One programme, Troubled Families, was introduced by the Department for Communities and Local Government to ‘turn around’ in three years the lives of 120,000 families estimated as facing multiple problems; the other, Families with Multiple Problems, by the Department for Work and Pensions to move 22 per cent of people in families with multiple problems joining the programme towards employment within three years.  Both are innovative and seek to address multiple challenges by joining up the work of local service providers. Both programmes also have elements of payment‑by‑results.

Today’s report recognizes that the rationale for the programmes is strong. The estimated cost to the taxpayer of providing additional services to the 120,000 families is currently some £9 billion a year.  And, while it is too early to assess the value for money of the programmes, there is  evidence that families are beginning to benefit.  Local authorities have used funding to support a number of additional interventions with the targeted families. Local agencies are working together better; and support given by contractors is starting to help family members enter employment.

However, there is a risk that the expectations for the programmes will not be achieved. Evidence from programmes similar to that of the DCLG suggests that local authorities will need to invest further to meet its target. And there is limited evidence for the DWP’s expectations that its programme will lead to work for over a fifth of participants.

While local authorities in England have, by the DCLG’s definition, turned around 22,000 families to date, exceeding its own target by three per cent, local authorities have attached only 62,000 families to the programme, 13 per cent below the number of families that, in the NAO’s estimation, might reasonably have been attached.  The departments expected that local authorities would refer families to the DWP scheme; however, referrals have been low and, despite opening new referral routes up, the programme is operating with only 26 per cent of its expected volume of attachments.  The DWP programme has achieved only 720 employment outcomes, just four per cent of its target and no provider met the Department’s target for this measure.

Today’s report points out that the two departments did not work together enough, when designing and implementing their programmes, and there is considerable overlap.  Whilst payment‑by‑results has benefits, both departments could have done more to understand its risks.
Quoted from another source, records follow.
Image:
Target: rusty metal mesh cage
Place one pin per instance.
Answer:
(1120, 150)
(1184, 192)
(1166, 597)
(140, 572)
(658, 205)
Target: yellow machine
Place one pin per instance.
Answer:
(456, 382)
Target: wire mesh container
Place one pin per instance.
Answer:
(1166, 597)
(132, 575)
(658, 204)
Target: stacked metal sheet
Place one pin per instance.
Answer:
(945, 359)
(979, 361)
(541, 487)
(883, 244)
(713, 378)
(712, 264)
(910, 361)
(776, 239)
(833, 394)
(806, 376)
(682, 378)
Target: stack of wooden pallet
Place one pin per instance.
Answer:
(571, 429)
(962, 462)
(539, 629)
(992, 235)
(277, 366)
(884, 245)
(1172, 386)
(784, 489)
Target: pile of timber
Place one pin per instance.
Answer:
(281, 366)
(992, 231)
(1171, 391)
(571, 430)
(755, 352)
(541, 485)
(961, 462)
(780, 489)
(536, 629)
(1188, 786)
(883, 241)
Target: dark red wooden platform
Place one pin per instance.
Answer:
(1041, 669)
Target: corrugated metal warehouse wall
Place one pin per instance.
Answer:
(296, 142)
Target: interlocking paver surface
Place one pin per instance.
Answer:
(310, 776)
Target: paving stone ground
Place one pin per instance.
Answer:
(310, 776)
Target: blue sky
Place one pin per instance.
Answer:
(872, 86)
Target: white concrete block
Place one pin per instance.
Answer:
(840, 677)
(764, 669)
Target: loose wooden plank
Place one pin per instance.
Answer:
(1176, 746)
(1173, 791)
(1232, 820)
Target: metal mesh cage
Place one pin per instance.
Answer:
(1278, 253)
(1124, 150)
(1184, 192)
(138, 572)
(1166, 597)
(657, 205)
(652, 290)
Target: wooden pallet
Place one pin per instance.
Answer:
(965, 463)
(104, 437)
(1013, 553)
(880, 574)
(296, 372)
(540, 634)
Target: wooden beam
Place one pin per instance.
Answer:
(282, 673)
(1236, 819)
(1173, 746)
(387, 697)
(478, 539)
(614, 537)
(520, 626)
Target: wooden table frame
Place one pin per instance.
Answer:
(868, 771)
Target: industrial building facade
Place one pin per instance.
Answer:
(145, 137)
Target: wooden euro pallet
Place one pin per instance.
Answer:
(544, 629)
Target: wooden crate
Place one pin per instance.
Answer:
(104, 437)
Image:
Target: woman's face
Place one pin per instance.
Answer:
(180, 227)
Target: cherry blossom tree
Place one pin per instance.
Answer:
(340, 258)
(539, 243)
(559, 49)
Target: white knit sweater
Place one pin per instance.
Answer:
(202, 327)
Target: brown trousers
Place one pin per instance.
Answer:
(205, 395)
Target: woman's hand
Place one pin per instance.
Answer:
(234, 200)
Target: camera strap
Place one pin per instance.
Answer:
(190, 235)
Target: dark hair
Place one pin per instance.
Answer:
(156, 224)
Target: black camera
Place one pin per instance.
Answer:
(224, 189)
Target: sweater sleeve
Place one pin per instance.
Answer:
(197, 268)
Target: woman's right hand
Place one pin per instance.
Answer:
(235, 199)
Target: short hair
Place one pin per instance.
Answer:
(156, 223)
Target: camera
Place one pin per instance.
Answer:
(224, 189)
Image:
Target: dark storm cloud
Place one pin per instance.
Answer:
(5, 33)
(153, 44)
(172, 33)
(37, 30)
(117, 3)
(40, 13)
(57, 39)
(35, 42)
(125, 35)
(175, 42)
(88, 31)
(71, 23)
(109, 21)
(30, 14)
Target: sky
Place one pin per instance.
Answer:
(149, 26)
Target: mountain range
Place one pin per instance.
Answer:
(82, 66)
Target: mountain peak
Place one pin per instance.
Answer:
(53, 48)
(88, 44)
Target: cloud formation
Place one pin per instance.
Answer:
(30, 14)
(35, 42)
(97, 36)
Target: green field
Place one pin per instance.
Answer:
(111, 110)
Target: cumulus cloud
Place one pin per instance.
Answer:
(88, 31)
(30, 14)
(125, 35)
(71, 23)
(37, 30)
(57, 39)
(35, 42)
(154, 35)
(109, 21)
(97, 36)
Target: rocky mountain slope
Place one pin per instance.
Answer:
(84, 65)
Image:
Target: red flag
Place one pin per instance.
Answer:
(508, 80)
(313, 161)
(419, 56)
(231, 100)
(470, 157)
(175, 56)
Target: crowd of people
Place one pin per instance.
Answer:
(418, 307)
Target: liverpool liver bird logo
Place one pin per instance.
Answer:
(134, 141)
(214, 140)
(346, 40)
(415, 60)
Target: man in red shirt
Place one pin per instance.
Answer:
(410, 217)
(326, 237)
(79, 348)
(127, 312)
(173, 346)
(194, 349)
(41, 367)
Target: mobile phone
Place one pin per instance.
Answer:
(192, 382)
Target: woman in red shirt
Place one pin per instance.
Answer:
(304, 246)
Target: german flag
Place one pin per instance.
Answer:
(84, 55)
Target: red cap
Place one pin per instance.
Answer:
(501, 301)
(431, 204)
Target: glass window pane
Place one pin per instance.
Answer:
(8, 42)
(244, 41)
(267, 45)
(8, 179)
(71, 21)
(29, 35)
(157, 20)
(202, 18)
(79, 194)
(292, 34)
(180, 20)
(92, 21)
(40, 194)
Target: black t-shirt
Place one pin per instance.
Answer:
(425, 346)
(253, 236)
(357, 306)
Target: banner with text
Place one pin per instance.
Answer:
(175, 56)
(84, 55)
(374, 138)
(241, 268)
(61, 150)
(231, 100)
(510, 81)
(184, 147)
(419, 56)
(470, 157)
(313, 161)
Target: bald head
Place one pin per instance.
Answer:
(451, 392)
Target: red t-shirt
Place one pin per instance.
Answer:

Neither department is likely to achieve all the potential benefits of using payments‑by‑results.  And performance varies significantly between the best and worst performing local authorities and the best and worst performing contractors.

“These innovative and ambitious programmes are beginning to provide some benefits but elements of both are underperforming.  This is the result of poor coordination between the departments when designing and implementing their programmes; and of the risks taken in launching the programmes quickly.  To achieve value for money, the departments must do more to understand how local authorities and providers react to the incentives in payment-by-results arrangements. To achieve their objectives, the departments need to continue to liaise with one another and monitor the success rate of both programmes, adjusting them when necessary. They must continue to work with local authorities and contractors to understand why performance is so varied, intervene if it does not improve, and quickly build an evidence base to show which interventions work best.”